Simon Funnell

Personal information
- Full name: Simon Paul Funnell
- Date of birth: 8 August 1974 (age 51)
- Place of birth: Shoreham-by-Sea, England
- Height: 6 ft 0 in (1.83 m)
- Position: Forward

Youth career
- Adur Athletic
- Southampton
- 1990–1992: Brighton & Hove Albion

Senior career*
- Years: Team / Apps / (Gls)
- 1992–1995: Brighton & Hove Albion / 28 / (50)
- 1995: → Shoreham (loan)
- Stamco
- 0000–2001: Worthing
- 2001–2002: Bognor Regis Town
- 2002–200?: Southwick
- Three Bridges

Managerial career
- 2011–2014: East Grinstead Town
- 2015–2016: Shoreham
- 2016–2017: Worthing United
- 2021–2024: Copthorne
- 2024–2025: Alfold

= Simon Funnell =

English footballer

Simon Paul Funnell (born 8 August 1974) is an English former professional footballer who played as a forward in the Football League for Brighton & Hove Albion.

==Life and career==
Funnell was born in 1974 in Shoreham-by-Sea, West Sussex, where he attended King's Manor School.

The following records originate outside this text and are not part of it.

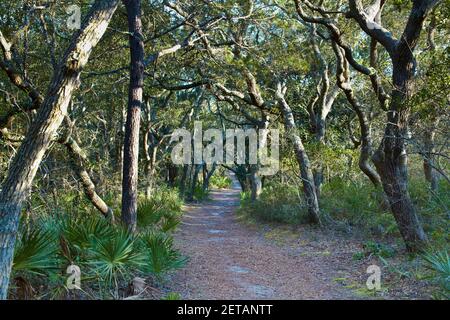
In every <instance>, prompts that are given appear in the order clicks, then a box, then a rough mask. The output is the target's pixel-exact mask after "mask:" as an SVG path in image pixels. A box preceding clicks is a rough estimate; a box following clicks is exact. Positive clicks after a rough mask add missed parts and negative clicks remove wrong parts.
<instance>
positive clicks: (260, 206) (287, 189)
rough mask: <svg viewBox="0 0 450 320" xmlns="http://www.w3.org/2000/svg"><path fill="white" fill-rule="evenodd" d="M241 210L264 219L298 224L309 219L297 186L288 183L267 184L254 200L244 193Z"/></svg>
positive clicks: (240, 207)
mask: <svg viewBox="0 0 450 320" xmlns="http://www.w3.org/2000/svg"><path fill="white" fill-rule="evenodd" d="M239 211H240V212H241V213H245V214H248V215H250V216H253V217H255V218H258V219H261V220H264V221H273V222H282V223H290V224H297V223H303V222H305V221H306V220H307V217H306V211H305V208H304V203H303V201H302V200H301V198H300V197H299V194H298V190H297V188H296V187H293V186H286V185H283V186H281V185H278V184H274V185H271V186H267V187H266V188H264V189H263V192H262V193H261V195H260V198H259V199H258V201H254V202H252V201H251V200H250V197H249V193H242V194H241V207H240V209H239Z"/></svg>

He played youth football for Adur Athletic and was an associate schoolboy with Southampton before joining Brighton & Hove Albion as a trainee in 1990. He made his senior debut in May 1992, in the last match of the season that confirmed Brighton's relegation from the Second Division. He turned professional soon afterwards, and made 25 appearances in the 1993–94 season, but played rarely thereafter following an injury, and spent time on loan at Sussex County League club Shoreham before being released in 1995. Funnell went on to play non-league football in the Sussex area for clubs including Stamco, Worthing, Bognor Regis Town, Southwick, Oakwood and Three Bridges, before moving into coaching and management at non-league level with clubs including East Grinstead Town, Chipstead, Shoreham, Horsham, and Worthing United. He became manager of Copthorne in August 2021, remaining in post until resigning in February 2024. In May 2024 he was appointed manager of Alfold of the Southern Combination.